Abstract
We describe the cases of two immunocompetent children who developed mucositis with oral, ocular, and genital involvement during acute COVID‐19 illness. The pattern of mucosal involvement with no other cutaneous involvement was consistent with reactive infectious mucocutaneous eruption (RIME). No other intercurrent infections or new medications were identified, suggesting that COVID‐19 was causative. Both patients noted improvement with systemic corticosteroid therapy.
Keywords: COVID‐19, mucosal erythema multiforme, viral eruptions
1. CASE REPORT
Patient 1, a 17‐year‐old boy, presented six days following a positive SARS‐CoV‐2 PCR test, and eight days following onset of systemic symptoms including fever and cough. He had a two‐day history of conjunctivitis and ulceration of his oral mucosa (Figure 1A), erythematous circumferential erosions of the glans penis (Figure 1B) with no other cutaneous findings. Blood tests showed an elevated c‐reactive protein (CRP) of 95.7 mg/L (normal range 0‐5) and normal complete blood count (CBC).
Patient 2, a 14‐year‐old boy, presented to the hospital seven days following a positive SARS‐CoV‐2 PCR test, and nine days after onset of fever and cough. He had a five‐day history of ulceration of the oral mucosa (Figure 2) with mild conjunctivitis. Ulceration of the glans penis developed on day two of admission. Blood tests showed an elevated CRP of 63 mg/L (normal range 0‐5) and normal CBC.
The remainder of the mucocutaneous, lymphoreticular, cardiovascular, and respiratory examination was unremarkable in both patients. Neither patient had taken any medications prior to development of the eruption. HSV 1/2 PCR viral swabs, Mycoplasma pneumoniae IgM, CMV IgM, EBV IgM, hepatitis B surface antigen, hepatitis C antibody, HIV antibody, syphilis total antibody, and blood cultures were negative, and antistreptolysin O titer was <200 U/mL for both patients. Chest X‐ray was normal in both patients.
Following dermatology consultation, both patients were diagnosed with SARS‐CoV‐2‐associated reactive infectious mucocutaneous eruption (RIME).
Both patients were treated with intravenous hydrocortisone (100 mg three times daily for three days), betamethasone valerate 0.1% ointment once daily, hydrocortisone 2.5 mg buccal tablets four times daily, analgesia with paracetamol and ibuprofen, and intravenous hydration. Patient 1 was treated with prednisolone 1% eye drops and was discharged after four days. Due to the severity of Patient 2’s oral ulceration, he was given lidocaine hydrochloride mouthwash and received total parenteral nutrition for five days. Patient 2 was discharged after 14 days once he was able to resume oral intake.

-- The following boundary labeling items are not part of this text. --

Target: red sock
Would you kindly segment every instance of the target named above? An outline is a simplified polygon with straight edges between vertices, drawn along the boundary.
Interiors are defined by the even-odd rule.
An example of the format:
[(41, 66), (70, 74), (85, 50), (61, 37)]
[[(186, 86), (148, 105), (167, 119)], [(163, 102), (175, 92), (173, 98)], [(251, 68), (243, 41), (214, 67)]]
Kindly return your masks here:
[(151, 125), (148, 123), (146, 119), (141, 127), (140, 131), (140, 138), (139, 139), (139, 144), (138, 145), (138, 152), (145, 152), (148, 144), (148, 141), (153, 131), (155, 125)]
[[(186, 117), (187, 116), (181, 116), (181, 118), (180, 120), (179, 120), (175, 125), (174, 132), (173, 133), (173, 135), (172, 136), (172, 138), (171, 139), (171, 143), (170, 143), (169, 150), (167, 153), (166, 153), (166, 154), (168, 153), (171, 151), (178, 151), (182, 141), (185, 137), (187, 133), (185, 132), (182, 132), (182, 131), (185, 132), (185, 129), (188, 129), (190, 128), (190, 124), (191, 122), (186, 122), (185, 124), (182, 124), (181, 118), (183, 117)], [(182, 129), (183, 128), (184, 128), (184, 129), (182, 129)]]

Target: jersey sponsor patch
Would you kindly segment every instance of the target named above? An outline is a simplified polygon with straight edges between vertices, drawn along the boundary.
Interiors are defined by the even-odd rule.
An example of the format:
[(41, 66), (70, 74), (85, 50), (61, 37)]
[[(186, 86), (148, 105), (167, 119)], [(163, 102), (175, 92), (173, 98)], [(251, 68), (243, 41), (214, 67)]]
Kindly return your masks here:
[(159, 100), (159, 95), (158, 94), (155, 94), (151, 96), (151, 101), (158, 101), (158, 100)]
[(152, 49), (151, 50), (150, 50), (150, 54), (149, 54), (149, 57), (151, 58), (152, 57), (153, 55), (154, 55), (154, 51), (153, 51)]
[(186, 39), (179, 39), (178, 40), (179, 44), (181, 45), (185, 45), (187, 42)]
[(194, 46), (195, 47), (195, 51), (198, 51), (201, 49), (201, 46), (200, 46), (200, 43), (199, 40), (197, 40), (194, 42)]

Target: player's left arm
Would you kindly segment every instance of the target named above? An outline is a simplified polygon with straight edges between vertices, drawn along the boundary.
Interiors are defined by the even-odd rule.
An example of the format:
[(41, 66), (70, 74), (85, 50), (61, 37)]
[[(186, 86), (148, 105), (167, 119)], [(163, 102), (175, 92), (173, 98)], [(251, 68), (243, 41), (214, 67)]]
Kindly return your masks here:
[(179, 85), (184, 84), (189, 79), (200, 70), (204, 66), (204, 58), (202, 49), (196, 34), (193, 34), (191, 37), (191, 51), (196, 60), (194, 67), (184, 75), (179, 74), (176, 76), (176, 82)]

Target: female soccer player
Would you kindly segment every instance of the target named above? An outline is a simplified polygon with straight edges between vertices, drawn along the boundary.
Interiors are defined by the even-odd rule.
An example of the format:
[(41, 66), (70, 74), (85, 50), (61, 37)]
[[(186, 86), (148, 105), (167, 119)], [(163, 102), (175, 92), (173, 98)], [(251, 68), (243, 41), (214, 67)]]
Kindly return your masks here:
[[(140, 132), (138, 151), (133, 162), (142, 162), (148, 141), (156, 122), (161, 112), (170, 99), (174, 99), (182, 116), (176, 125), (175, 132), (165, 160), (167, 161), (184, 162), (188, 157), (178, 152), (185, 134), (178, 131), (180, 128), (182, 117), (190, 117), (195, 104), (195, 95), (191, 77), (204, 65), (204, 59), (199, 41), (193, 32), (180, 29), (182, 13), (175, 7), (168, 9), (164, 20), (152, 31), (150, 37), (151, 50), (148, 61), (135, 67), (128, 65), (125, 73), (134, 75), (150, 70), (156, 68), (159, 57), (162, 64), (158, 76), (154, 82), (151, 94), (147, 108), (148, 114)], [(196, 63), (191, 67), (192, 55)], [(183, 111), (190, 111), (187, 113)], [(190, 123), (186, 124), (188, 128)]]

Both patients discontinued treatment at discharge and had complete resolution of mucositis one week after discharge.
2. DISCUSSION
Dermatologic manifestations of COVID‐19 have been divided into seven clinical patterns: morbilliform, pernio‐like, urticarial, macular erythema, vesicular, papulosquamous, and retiform purpura. 1 The term RIME describes the clinical presentation of significant mucositis (oral, ocular, and anogenital) but absent to sparse cutaneous involvement, typically occurring as a late manifestation of exposure to Mycoplasma and other infectious agents such as Chlamydia pneumoniae, metapneumovirus, parainfluenza virus 2, rhinovirus, and enterovirus. The link between RIME and SARS‐CoV‐2 has not been widely reported, with two cases in adults, 2 , 3 and one report in a 17‐year‐old boy. 4 EM has been reported in children with COVID‐19, but most cases describe targetoid cutaneous lesions without mucositis. 5
The combination of recent PCR‐confirmed SARS‐CoV‐2 infection, absence of other contemporaneous laboratory‐confirmed infections, and prominent mucositis suggests SARS‐CoV‐2 as an infectious trigger for both patients' RIME. Clinicians should be aware that SARS‐CoV‐2 can precipitate RIME and that systemic corticosteroids may provide benefit.